Yamaha should be congratulated for offering a great user web site at dtxperience.com. From this site, you can download new MIDI songs and samples, and take part in forums specific to this instrument. Other Yamaha sites offer video tutorials for using the kit from basic setup to voice editing.
VERDICT. One of the important features that I haven’t yet mentioned is the speed of the system and the way the entire kit felt under my hands. The triggers all have lightening-fast response, and playing the kit while listening through phones made me feel totally “at one with the instrument.” I can’t ask for much more than that. Closing my eyes, I felt that I was in a high-end studio hearing my drums through a well-equipped recording console manned by a world-class engineer.
With all the great onboard sounds and the unlimited flexibility of sampling and loading in new sounds and songs, this unit won’t show its age for a good long time. In fact, if you own high-quality music software on your computer, this machine will never sound old or out of date.
But, alas, nothing is ever totally perfect. In a perfect world, the USB drive and all the sampling and storage memory would be included. In a perfect world, I wouldn’t lose my customized information when the machine shuts down. Even though there is an “auto-load” feature that takes care of the process for you, it’s a little bit of a hassle. Honestly, folks, when looking for faults on this machine you’ve got to look really hard and you’ve got to get pretty picky. It’s just that good.
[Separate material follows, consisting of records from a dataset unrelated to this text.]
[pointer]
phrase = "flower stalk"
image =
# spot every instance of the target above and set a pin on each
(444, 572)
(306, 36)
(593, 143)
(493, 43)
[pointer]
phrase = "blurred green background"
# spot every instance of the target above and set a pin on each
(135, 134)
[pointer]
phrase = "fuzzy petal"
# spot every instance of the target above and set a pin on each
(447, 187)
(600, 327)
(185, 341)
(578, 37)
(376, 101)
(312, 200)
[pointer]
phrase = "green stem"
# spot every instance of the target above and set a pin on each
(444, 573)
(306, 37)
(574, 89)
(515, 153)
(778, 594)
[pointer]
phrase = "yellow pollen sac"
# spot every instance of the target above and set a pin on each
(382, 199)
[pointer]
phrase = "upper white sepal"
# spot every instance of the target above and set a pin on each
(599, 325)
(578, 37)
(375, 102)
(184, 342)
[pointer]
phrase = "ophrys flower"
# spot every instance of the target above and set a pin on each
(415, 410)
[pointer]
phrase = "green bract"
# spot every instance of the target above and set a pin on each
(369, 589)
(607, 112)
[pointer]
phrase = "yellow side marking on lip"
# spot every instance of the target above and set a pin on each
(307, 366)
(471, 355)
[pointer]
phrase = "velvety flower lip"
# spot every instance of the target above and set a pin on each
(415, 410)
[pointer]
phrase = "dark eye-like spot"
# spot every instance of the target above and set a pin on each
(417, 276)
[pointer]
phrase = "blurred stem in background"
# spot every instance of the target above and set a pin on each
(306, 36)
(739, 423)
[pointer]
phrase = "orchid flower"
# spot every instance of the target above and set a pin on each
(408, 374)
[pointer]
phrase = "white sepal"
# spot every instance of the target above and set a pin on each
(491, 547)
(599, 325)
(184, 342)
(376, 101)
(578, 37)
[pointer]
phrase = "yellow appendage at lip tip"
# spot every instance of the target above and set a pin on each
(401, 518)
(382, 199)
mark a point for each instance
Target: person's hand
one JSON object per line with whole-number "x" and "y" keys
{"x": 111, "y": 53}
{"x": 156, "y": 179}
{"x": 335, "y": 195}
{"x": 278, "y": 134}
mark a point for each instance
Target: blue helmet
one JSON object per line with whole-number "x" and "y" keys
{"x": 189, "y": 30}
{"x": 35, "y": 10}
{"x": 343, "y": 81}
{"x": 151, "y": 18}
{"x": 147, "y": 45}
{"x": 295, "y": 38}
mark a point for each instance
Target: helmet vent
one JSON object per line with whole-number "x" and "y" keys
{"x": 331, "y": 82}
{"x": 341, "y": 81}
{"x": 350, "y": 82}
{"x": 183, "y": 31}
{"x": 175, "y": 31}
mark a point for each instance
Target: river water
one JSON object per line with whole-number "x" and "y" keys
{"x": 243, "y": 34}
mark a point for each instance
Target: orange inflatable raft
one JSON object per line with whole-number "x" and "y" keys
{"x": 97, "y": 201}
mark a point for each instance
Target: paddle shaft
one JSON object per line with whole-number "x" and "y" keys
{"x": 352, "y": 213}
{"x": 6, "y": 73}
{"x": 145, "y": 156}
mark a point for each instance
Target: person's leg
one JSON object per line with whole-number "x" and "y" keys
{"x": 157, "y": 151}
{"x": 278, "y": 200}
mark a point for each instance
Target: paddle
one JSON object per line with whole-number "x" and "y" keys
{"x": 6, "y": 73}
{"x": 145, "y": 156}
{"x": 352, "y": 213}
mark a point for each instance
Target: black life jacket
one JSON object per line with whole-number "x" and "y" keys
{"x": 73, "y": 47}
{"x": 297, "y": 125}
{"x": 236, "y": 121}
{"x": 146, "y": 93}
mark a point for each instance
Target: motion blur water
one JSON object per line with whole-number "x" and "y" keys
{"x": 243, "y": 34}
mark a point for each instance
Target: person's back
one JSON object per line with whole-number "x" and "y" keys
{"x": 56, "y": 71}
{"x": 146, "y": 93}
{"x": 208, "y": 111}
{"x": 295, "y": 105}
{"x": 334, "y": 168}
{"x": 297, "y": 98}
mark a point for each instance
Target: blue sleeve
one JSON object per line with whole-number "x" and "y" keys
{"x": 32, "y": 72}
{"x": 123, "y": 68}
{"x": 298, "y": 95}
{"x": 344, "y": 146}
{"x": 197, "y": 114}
MODEL DTXtreme III Special Electronic Drum Set
LIST PRICE $5,299.99
1 - PCY155 3-Zone Cymbal Pad
2- PCY135 3-Zone Cymbal Pads
1 - RHH135 2-Zone Hi-Hat Pad
1- TP120SD 3-Zone Pad
4- TP100 3-Zone Pads
1- KP125 Kick Pad
1- CH755 Cymbal Holder
2- CH750 Cymbal Holders
1- SS662 Snare Stand
1- HS740A Hi-Hat Stand
All necessary cables and manuals
Drum Pads: Three-zone
Cymbal Pads: Three-zone
Tone Generator: AWM2
Polyphony: 64 notes
Voices: 1,115 drum; 211 melody
Kits: 50 Preset, 50 User, 1584 stored off-line
Songs: Demo: 3 songs, Practice: 44 songs, Pad song: 40 songs, User: 50 songs
Effects: 9 Reverb, 19 Chorus, 51 Variation, 51 Insertion, 9 Master, 5-band EQ
Sample Time: 44.1kHz: 6 min. 20 sec., 22.05kHz: 12 min. 40 sec.